I have probably mentioned before that my parents owned a seafood processing factory after we left the farm when I was ten. During my teens I worked there in the school holidays and loved it. it made me feel like an adult. I worked in the production lines either processing wet fish or crayfish. I met a lot of colourful characters there and no more so than Sam. It’s a while ago now and I can’t remember if he was Tongan or Maori but I do remember his quirkiness. One day he arrived at work wearing glasses and assured us that he now needed them. Later in the day I watched him rub his eye through where the lens should have been. Yes, no lenses. He explained that he was sure he could see better with them on.
Sam was always short of money but one day he told us he had bought a car. We were rather surprised and asked why he hadn’t driven it to work. He said he had. We looked out the window but only our cars sat out there. “Where is it?” we asked. He smiled and walked away. A week or so later, his flatmate, who also worked in the factory, explained the situation. Sam had brought a wreck for a few dollars and had it delivered to their front garden where it sat in all its awful glory. Each morning he got ready for work and went out and sat in the car, grabbed the steering wheel and put his foot on the accelerator and imagined he was driving to work. Then he got out and walked.
For a while I worked on our shortest production line with Sam. He packed sprats into plastic bags for cat food and I sealed them with a heat machine. One evening, Sam had had a little too much liquid refreshment and got himself into a touch of strife with the officers of the law. He told me the next day that they had asked what his job was and he had had to think long and hard and then answered, “I’m a cat sprat packer.” Apparently the officer took it in his stride. But it did give me pause for thought – I was a cat sprat packer too.
That was many years ago. I wonder what happened to him or if he ever did acquire a working vehicle. Wherever he is, he probably needs glasses for real now.
- 4 big calamari
- 40 g. (or 2 slices) of gluten-free bread, crumbled finely
- bunch of parsley, chopped finely
- 1 tsp garlic-infused oil
- ¼ cup walnuts
- 4 tablespoons extra virgin olive oil
- 1 egg
- Salt & pepper
- Clean calamari. Separate tentacles from bodies. Chop tentacles finely.
- Chop up the parsley finely.
- Heat 1 tablespoon of the oil and the garlic oil then add the bread and a lot of parsley.
- Saute' for about 2 minutes. Add the tentacles chopped up.

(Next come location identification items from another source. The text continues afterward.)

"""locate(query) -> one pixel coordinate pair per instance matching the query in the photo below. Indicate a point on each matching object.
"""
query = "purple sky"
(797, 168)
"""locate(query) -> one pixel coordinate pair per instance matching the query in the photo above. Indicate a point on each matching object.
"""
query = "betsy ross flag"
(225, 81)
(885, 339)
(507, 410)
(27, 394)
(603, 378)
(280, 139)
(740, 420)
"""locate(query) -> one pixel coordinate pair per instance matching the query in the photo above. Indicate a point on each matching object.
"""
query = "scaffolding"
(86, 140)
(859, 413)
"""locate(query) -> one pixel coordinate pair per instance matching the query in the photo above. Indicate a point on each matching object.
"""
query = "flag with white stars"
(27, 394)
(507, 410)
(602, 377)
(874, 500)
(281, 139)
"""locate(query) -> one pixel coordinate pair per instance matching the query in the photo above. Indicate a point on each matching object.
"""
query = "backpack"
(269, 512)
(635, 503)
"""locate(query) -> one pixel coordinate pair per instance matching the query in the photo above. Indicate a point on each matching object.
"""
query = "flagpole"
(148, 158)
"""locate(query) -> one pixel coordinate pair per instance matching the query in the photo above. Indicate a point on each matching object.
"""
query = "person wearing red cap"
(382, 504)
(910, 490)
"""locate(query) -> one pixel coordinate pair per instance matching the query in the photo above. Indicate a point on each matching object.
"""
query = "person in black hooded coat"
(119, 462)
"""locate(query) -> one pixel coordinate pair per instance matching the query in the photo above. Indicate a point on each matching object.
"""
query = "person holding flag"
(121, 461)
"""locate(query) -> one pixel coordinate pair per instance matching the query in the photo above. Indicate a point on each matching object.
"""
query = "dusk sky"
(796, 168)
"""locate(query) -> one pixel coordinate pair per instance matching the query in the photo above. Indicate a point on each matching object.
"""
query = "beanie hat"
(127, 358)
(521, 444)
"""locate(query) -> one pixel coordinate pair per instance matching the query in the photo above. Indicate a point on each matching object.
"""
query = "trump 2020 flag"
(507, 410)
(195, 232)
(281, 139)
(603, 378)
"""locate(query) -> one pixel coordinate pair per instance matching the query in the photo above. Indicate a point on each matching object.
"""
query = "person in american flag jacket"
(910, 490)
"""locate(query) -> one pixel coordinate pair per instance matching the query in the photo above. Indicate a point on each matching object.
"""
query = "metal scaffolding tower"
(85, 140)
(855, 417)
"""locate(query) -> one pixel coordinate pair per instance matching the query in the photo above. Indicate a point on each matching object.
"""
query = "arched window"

Cook until the liquid almost evaporates.
- Chop up the walnuts finely but not too small. Add to the filling mixture.
- Fill up calamari with the filling. Close with food sticks or toothpicks.
- Pour the remaining oil in the pan. Put the stuffed calamari in the pan when the oil is hot. Brown all sides then turn down the temperature and cook through, turning every now and then to cook them evenly.